Theory of Sound Barriers: Diffraction of Plane, Cylindrical and Spherical Waves on a “Hard-Soft” Half Plane

Abstract

When designing sound barriers, it is important to clarify the following problems: feasibility of partial or full coverage of the barrier surface with absorbent material or formation of barriers using sound-scattering surfaces. The study of the indicated applied problems for plane barriers leads to the necessity of formulating and solving the problems of diffraction of sound waves on a half-plane with boundary conditions of different type (various) on the half-plane sides. The solution of such problems by traditional methods is significantly complicated in comparison with the consideration of similar problems under the boundary conditions of the same type on the entire boundary of the scattering body and often leads to hardly determinable results. Simple methods for solving problems on diffraction of acoustic waves on a half-plane with Neumann boundary conditions on the one side of the half-plane and Dirichlet boundary conditions on another side are presented in the present article. For plane incident waves, the proposed method is based on the usage of the method of separation of variables with the subsequent summation of the Fourier — Bessel series. In the case of cylindrical and spherical waves, the method for obtaining solution consists in utilizing the results found for plane waves in combination with the Keller’s geometrical theory of diffraction.
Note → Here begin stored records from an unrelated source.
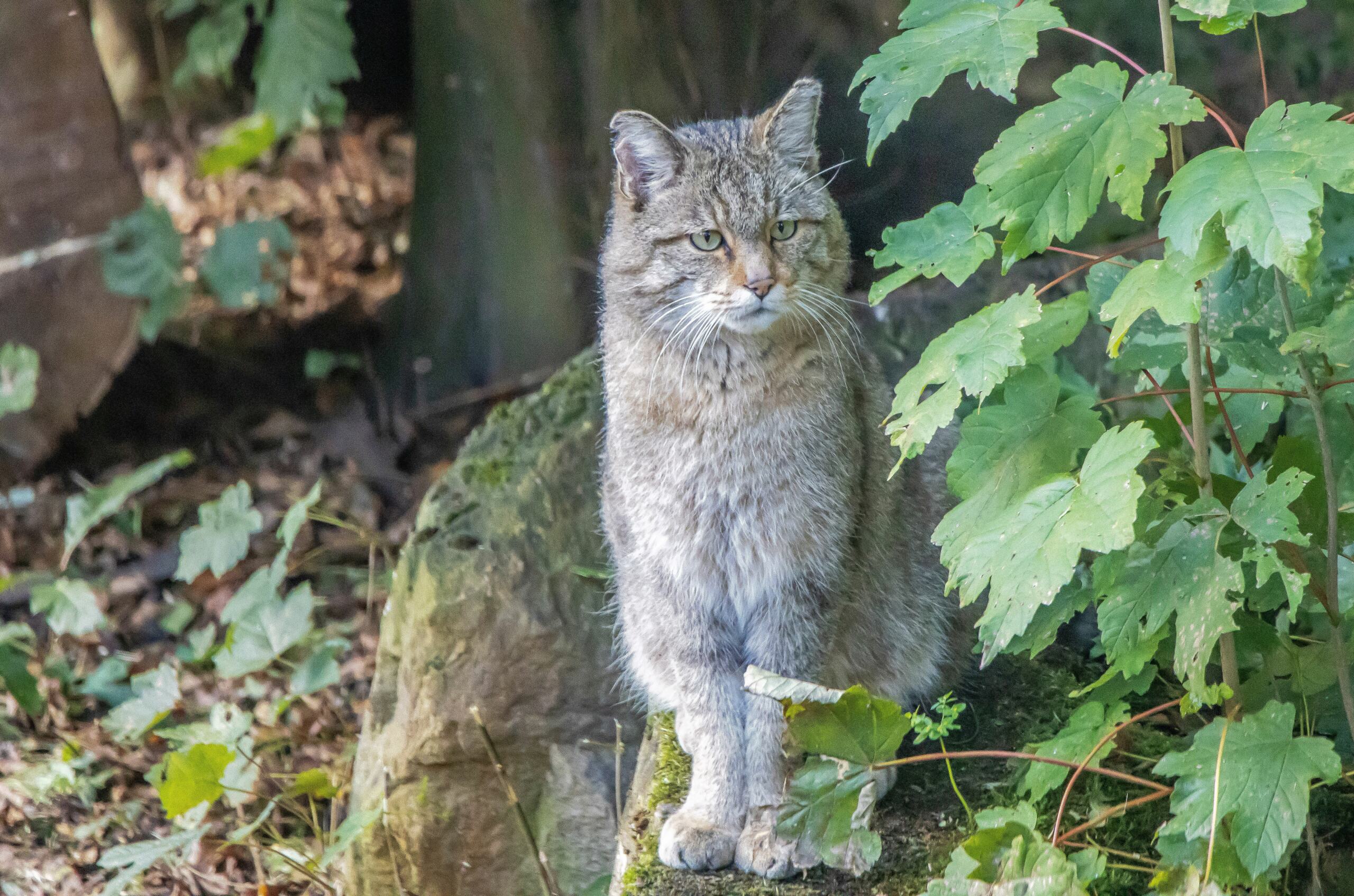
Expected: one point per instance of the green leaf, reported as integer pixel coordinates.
(768, 684)
(990, 40)
(1026, 552)
(1157, 286)
(297, 516)
(948, 240)
(239, 145)
(153, 696)
(1261, 787)
(1084, 730)
(221, 538)
(214, 44)
(1047, 171)
(14, 668)
(1262, 506)
(974, 356)
(18, 378)
(1058, 327)
(134, 858)
(143, 257)
(1306, 129)
(244, 266)
(1181, 574)
(1008, 448)
(87, 511)
(254, 642)
(347, 833)
(1223, 17)
(857, 727)
(306, 51)
(826, 811)
(71, 605)
(320, 669)
(193, 776)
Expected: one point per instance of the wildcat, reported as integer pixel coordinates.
(745, 475)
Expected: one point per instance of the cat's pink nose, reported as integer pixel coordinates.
(762, 288)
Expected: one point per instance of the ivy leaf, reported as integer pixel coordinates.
(768, 684)
(1084, 730)
(306, 51)
(153, 696)
(1152, 284)
(1047, 171)
(973, 356)
(1262, 783)
(18, 378)
(134, 858)
(143, 257)
(1223, 17)
(1262, 506)
(948, 240)
(244, 266)
(221, 538)
(320, 669)
(193, 776)
(87, 511)
(826, 811)
(71, 607)
(1181, 574)
(857, 727)
(1058, 327)
(1027, 552)
(990, 40)
(266, 634)
(347, 833)
(239, 145)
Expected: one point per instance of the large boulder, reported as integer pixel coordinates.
(495, 605)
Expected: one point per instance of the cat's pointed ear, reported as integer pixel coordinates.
(790, 127)
(647, 155)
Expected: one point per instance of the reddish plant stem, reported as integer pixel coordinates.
(1014, 754)
(1169, 405)
(1113, 811)
(1096, 260)
(1227, 419)
(1260, 51)
(1085, 764)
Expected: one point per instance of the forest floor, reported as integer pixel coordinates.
(228, 386)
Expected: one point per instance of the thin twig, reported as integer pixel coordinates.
(1333, 516)
(1227, 419)
(1094, 262)
(1115, 810)
(1013, 754)
(547, 880)
(1085, 765)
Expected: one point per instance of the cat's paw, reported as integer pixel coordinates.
(764, 852)
(695, 844)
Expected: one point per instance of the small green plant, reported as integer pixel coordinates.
(305, 52)
(1212, 538)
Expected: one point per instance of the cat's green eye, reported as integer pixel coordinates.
(707, 240)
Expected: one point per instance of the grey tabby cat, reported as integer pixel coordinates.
(745, 474)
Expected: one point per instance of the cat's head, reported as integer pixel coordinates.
(726, 224)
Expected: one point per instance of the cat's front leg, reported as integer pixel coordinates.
(688, 653)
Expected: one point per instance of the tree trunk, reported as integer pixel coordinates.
(63, 179)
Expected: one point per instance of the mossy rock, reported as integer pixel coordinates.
(489, 609)
(1013, 703)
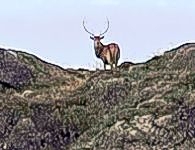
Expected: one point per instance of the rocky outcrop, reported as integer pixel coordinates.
(149, 105)
(13, 74)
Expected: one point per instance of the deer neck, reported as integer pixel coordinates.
(98, 49)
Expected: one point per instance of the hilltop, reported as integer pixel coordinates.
(148, 105)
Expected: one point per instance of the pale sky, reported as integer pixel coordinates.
(52, 29)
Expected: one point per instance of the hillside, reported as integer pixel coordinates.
(149, 105)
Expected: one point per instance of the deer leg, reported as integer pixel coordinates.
(111, 66)
(104, 66)
(116, 62)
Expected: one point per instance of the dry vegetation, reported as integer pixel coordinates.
(149, 105)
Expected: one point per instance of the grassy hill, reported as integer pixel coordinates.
(149, 105)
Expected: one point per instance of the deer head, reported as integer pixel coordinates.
(96, 39)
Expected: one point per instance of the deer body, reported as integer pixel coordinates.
(109, 54)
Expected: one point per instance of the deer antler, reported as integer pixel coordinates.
(106, 29)
(86, 29)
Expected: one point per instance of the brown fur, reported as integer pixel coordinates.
(109, 54)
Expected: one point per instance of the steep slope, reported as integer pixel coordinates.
(143, 106)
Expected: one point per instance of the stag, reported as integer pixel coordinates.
(109, 53)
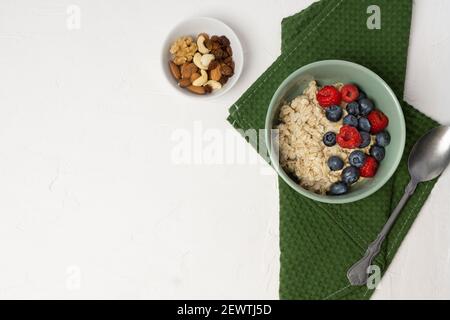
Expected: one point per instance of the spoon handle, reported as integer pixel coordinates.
(358, 273)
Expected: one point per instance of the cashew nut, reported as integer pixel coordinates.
(206, 59)
(215, 85)
(197, 61)
(201, 44)
(200, 81)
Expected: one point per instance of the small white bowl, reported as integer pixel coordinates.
(193, 27)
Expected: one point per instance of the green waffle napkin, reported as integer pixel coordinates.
(319, 242)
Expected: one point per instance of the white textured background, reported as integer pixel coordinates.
(91, 205)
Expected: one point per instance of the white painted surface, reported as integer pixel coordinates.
(91, 205)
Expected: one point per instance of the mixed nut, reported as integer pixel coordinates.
(201, 66)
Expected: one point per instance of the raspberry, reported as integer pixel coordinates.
(369, 168)
(378, 121)
(349, 93)
(328, 96)
(349, 137)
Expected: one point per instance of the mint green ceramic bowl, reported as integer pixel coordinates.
(329, 72)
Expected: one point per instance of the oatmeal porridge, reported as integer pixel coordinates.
(303, 154)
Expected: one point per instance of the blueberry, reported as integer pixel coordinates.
(377, 152)
(335, 163)
(383, 138)
(364, 124)
(350, 175)
(357, 158)
(351, 120)
(334, 113)
(366, 139)
(329, 139)
(365, 106)
(362, 95)
(338, 188)
(353, 108)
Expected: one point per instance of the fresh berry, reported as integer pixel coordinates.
(329, 139)
(383, 138)
(364, 124)
(377, 152)
(378, 121)
(328, 96)
(366, 139)
(349, 93)
(362, 95)
(334, 113)
(350, 175)
(357, 158)
(348, 137)
(353, 108)
(335, 163)
(350, 120)
(365, 106)
(338, 188)
(370, 167)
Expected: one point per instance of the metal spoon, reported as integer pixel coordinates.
(427, 160)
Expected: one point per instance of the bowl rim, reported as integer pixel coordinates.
(324, 198)
(237, 48)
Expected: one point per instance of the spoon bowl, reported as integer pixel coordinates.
(430, 155)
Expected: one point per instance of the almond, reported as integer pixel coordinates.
(184, 83)
(197, 90)
(216, 73)
(175, 70)
(188, 70)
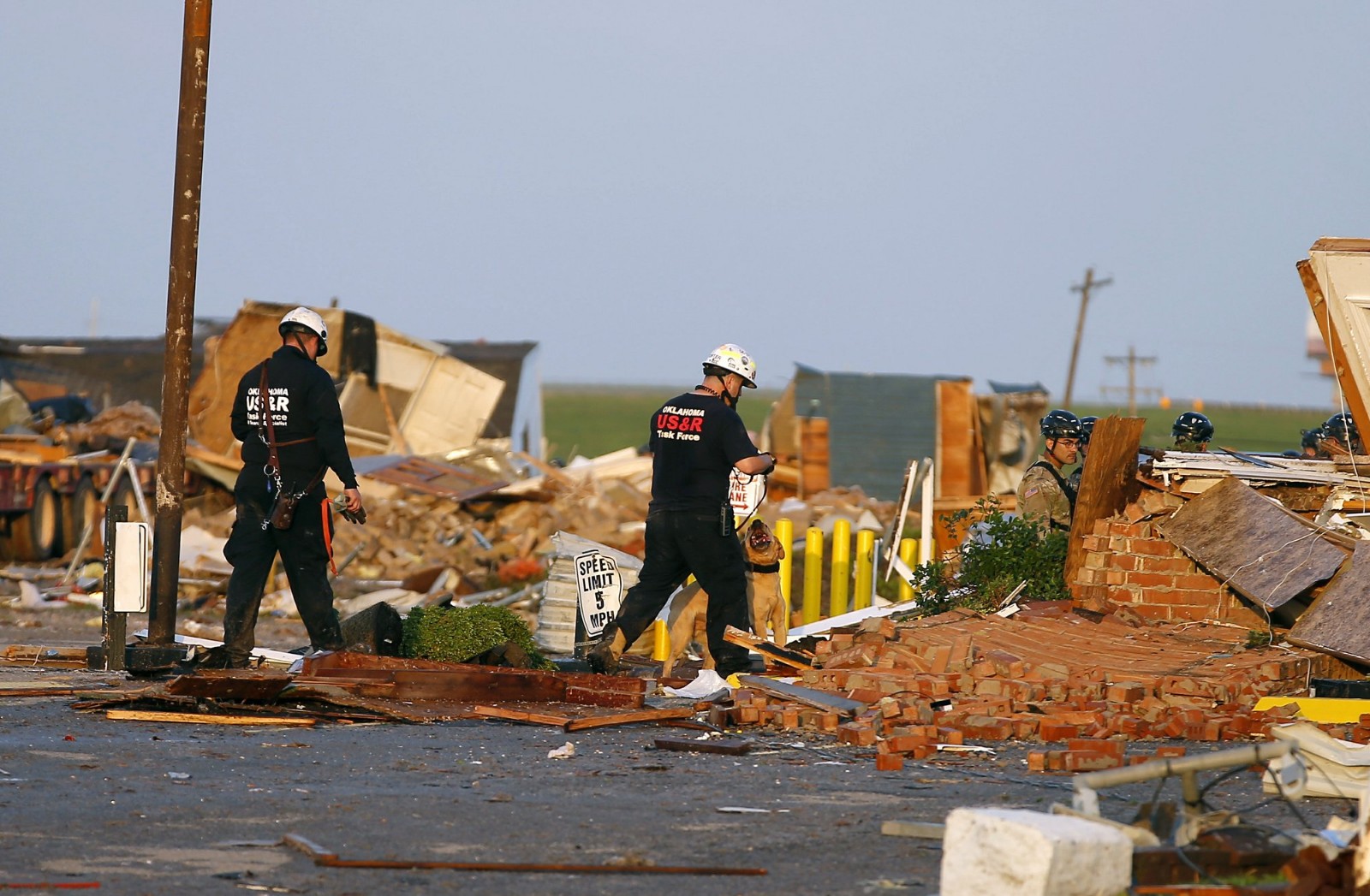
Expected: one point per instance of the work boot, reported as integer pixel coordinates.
(603, 656)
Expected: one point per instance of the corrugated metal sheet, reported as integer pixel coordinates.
(877, 422)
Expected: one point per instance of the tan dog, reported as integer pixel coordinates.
(766, 608)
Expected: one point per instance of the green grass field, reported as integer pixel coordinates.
(593, 419)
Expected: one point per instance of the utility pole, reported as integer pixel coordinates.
(1132, 360)
(176, 377)
(1080, 326)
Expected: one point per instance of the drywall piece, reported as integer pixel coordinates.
(1017, 852)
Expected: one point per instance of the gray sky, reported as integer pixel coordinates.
(873, 187)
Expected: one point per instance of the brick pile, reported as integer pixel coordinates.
(1132, 565)
(1086, 685)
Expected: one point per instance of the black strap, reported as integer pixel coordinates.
(1055, 474)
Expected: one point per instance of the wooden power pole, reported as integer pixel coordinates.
(1080, 326)
(1134, 362)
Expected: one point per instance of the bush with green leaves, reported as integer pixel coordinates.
(1002, 552)
(456, 635)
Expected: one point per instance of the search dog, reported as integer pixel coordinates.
(766, 606)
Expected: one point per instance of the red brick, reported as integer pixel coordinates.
(1154, 547)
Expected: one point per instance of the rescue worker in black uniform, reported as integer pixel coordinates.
(307, 424)
(696, 440)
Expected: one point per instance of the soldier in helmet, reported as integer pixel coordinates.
(1192, 432)
(1342, 436)
(698, 439)
(1087, 424)
(1310, 444)
(1043, 492)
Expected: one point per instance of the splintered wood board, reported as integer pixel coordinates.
(1254, 545)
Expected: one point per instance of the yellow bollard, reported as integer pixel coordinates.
(813, 574)
(908, 554)
(842, 567)
(661, 640)
(785, 535)
(865, 569)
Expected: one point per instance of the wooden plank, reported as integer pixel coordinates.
(1339, 621)
(725, 745)
(1253, 544)
(814, 473)
(230, 684)
(629, 718)
(1109, 483)
(961, 460)
(788, 656)
(1347, 366)
(808, 697)
(202, 718)
(518, 715)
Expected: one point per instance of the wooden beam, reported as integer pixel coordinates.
(798, 659)
(1336, 348)
(629, 718)
(203, 718)
(1109, 483)
(726, 745)
(808, 697)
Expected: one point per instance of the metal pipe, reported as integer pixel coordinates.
(176, 378)
(1087, 786)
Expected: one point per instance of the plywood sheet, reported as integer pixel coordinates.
(1339, 621)
(1253, 544)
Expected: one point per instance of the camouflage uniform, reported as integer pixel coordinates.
(1045, 495)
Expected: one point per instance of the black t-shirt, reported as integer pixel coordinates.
(696, 440)
(306, 412)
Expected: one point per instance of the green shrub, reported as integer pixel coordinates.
(456, 635)
(1004, 552)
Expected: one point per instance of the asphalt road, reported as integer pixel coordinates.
(158, 809)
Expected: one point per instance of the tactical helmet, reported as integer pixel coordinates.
(733, 359)
(1343, 428)
(1062, 425)
(1192, 426)
(307, 319)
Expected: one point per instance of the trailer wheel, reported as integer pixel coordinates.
(79, 510)
(34, 535)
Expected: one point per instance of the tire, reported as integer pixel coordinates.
(34, 535)
(81, 507)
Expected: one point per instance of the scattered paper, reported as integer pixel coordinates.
(706, 684)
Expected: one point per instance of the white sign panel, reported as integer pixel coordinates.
(599, 590)
(744, 494)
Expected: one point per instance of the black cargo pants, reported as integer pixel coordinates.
(678, 544)
(253, 549)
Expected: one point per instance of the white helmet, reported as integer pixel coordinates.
(307, 319)
(733, 359)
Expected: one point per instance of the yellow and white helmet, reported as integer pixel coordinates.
(733, 359)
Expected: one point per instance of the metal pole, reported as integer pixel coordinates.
(176, 378)
(1080, 328)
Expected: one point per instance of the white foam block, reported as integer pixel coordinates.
(1017, 852)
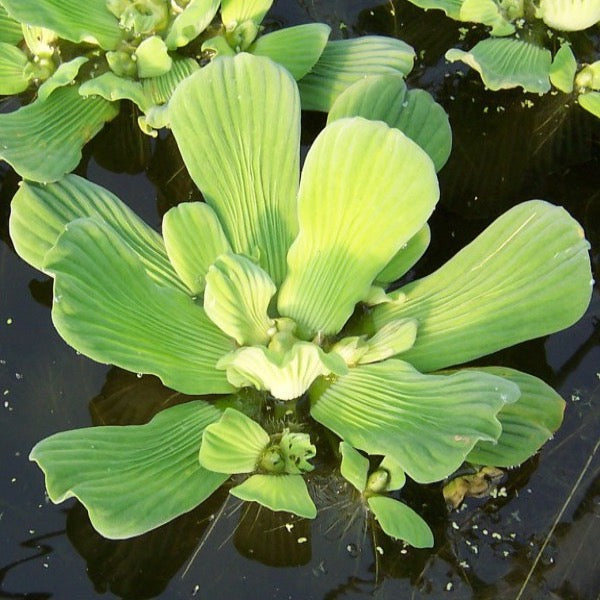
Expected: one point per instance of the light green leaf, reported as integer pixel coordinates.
(107, 307)
(562, 70)
(188, 25)
(343, 62)
(64, 75)
(43, 140)
(507, 63)
(193, 240)
(527, 424)
(366, 182)
(234, 444)
(40, 213)
(135, 478)
(528, 274)
(12, 63)
(296, 48)
(286, 375)
(354, 466)
(425, 423)
(93, 23)
(236, 299)
(237, 124)
(569, 15)
(406, 257)
(278, 492)
(415, 113)
(401, 522)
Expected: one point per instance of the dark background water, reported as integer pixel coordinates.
(538, 538)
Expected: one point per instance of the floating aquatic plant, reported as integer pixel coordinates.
(274, 291)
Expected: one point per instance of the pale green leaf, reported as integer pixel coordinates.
(505, 63)
(527, 424)
(354, 466)
(278, 492)
(40, 213)
(43, 140)
(188, 25)
(296, 48)
(234, 444)
(194, 239)
(406, 257)
(401, 522)
(286, 375)
(64, 75)
(135, 478)
(237, 124)
(107, 307)
(425, 423)
(415, 113)
(527, 275)
(92, 23)
(343, 62)
(366, 189)
(237, 297)
(562, 70)
(12, 62)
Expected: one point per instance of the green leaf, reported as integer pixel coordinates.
(426, 423)
(527, 424)
(406, 257)
(401, 522)
(40, 213)
(563, 68)
(286, 375)
(194, 239)
(64, 75)
(12, 63)
(107, 307)
(188, 25)
(234, 444)
(236, 299)
(237, 124)
(569, 15)
(43, 140)
(135, 478)
(350, 185)
(343, 62)
(415, 113)
(296, 48)
(508, 63)
(69, 19)
(354, 466)
(527, 275)
(277, 492)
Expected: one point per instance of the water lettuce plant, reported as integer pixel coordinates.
(81, 59)
(271, 296)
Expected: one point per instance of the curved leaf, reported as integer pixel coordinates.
(107, 307)
(237, 124)
(528, 274)
(373, 188)
(134, 478)
(426, 423)
(43, 140)
(343, 62)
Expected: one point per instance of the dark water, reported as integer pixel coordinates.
(537, 539)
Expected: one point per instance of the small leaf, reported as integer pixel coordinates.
(401, 522)
(194, 239)
(508, 63)
(343, 62)
(234, 444)
(277, 492)
(135, 478)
New analytical solutions of the diffraction problems for plane, cylindrical, and spherical waves on a hard-soft half-plane are obtained. These solutions are valid in the far-field diffraction region (that is, at large distances from the barrier edge and have the same “simplicity” as the solutions corresponding for the boundary conditions of the same type. This circumstance makes them convenient for comparative analysis in applications of sound barriers.